Como dirigente sem duvida Raul Martins que na presidência da FPR tomou decisões corajosas e que teve larga participação nos organismos internacionais.
Achas que podemos fazer mais a nível escolar com a modalidade? Que ideias gostarias de ver a entrar em prática para tentar tornar o rugby um desporto nevrálgico no ensino básico e secundário?
PSR. As condições da esmagadora maioria das escolas primárias e secundárias não dispõem de instalações que possibilitem a prática de desportos coletivos de grandes espaços. Por isso o rugby sempre terá dificuldade de penetração nos sistema escolar. O Tag Rugby é um bom instrumento de iniciação pois pode ser praticado em pisos duros, mas apenas poderemos ter um penetração significativa com colaboração de proximidade entre escola e clube. É aí que deveremos centrar os nosso esforços. Mas para isso os clube precisam de ter meios humanos que possibilitem essa associação.
Uma pergunta final mais “quente”… a introdução de jogadores a jogar fora de Portugal na Selecção é fundamental para atingirmos outro patamar?
PSR. Sempre defendi a presença dos luso descendentes na seleção nacional e foi no inicio dos anos 2000 que a sua presença se intensificou. Todo e qualquer português que esteja disponível e tenha as capacidades requeridas, tem o direito de aspirar a representar o seu país. O nível competitivo do rugby em Portugal, pese embora os jovens que têm despontado, não nos permite aspirar a ir além do European Trophy.

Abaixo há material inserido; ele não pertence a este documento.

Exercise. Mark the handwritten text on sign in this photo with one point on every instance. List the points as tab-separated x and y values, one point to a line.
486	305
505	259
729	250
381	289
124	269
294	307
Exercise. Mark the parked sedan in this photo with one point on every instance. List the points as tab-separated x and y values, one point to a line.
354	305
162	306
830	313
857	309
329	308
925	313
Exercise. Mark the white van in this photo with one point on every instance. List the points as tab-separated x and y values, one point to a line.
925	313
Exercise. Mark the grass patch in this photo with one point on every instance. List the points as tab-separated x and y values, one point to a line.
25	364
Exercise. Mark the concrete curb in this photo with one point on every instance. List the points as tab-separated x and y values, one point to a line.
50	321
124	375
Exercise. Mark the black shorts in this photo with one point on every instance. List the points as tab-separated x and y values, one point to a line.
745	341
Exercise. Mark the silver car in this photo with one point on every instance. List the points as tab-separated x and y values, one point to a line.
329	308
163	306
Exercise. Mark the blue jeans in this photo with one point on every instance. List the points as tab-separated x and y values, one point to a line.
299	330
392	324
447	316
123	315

Não tenhamos ilusões, para aspirar a um degrau mais alto é imprescindível a presença de jogadores que atuem a um nível competitivo mais elevado, designadamente nos campeonatos franceses. E os jogadores que atuam em Portugal têm que entender esta situação. A integração de jogadores habituados a níveis competitivos e de organização bem diferentes, num conjunto homogéneo não é fácil, e exige grande capacidade e discernimento às equipas dirigentes.
Perguntas de curiosidade: Melhor selecção que viste a jogar? E o melhor jogador de sempre na tua opinião?

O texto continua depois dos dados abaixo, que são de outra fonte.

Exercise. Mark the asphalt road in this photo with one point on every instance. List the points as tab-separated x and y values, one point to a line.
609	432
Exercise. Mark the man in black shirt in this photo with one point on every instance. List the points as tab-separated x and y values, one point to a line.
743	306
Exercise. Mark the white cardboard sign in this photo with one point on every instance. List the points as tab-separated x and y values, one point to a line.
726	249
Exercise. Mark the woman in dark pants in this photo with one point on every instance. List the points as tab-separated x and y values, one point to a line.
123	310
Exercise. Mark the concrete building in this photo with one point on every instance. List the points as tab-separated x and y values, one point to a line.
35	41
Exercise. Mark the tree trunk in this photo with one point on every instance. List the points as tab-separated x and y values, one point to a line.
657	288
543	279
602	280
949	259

PSR. O País de Gales dos anos 60, a Austrália de 1999 e a Nova Zelândia dos anos 2000.
Jogadores, o galês Garett Edwards, o irlandês Mike Gibson, nos anos 60, o francês Serge Blanco, o inglês John Wilkinson , Richie McCaw. e o maior de todos Jonah Lomu.
Pessoa com quem gostaste de trabalhar mais na Federação Portuguesa de Rugby?

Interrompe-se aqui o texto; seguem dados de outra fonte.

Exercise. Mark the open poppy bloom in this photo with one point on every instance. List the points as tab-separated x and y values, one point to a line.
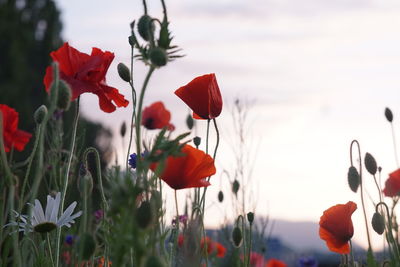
202	95
392	184
275	263
156	116
86	74
187	171
336	227
12	136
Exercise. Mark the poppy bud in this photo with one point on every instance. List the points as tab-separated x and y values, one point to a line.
235	186
388	114
237	237
370	164
220	196
189	122
197	141
353	179
378	223
123	72
250	217
86	246
153	261
145	27
158	56
40	114
85	182
144	215
122	130
64	96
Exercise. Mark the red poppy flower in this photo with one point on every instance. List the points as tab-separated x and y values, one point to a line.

PSR. Na minha primeira presidência nos anos 70 Vítor Dias, infelizmente já falecido, um dirigente que foi o responsável pelo lançamento dos convívios de rugby juvenil, iniciados nessa época e cujos princípios básicos do conceito se mantêm na atualidade.
Nos anos 2000 Pedro Lynce, na época o dirigente responsável pelas seleções nacionais, quer de XV quer de Sevens e que teve uma ação fundamental na sua reestruturação.
Mundial que mais gostaste de ver?
PSR. Tive o privilégio de poder estar presente em 5 campeonatos do mundo : 1991, 1999, 2007 ,2011 e 2015.
De todos os jogos a que assisti, sem duvida as extraordinárias meias finais de 1999 e os todos os jogos que presenciei em 2015.
O rugby em Portugal tem futuro? Sim ou Não?
PSR. Depende do que se considera futuro. Não tenho duvidas que continuará a desenvolver-se pois os homens e mulheres do rugby são perseverantes e sempre disponíveis para divulgar a sua modalidade que consideram ter fortes valores que devem ser disseminados. Se entendermos que futuro será atingir patamares competitivos que nos aproximem das maiores potências, nisso não acredito pois as histórias e as condições existente são de tal modo diferentes que não será no espaço de tempo de várias gerações que se irão aproximar.
Um pensamento que gostasses de partilhar com o restante público do rugby português?
PSR. Muito gostaria que a cultura desportiva em Portugal fosse mais abrangente e que se alargasse para além dos horizontes daquilo a que chamo “ a monocultura desportiva “ e que o rugby se afirmasse como uma das modalidades mais representativas. E que as e os amantes do rugby a considerassem sempre como a sua primeira prioridade desportiva.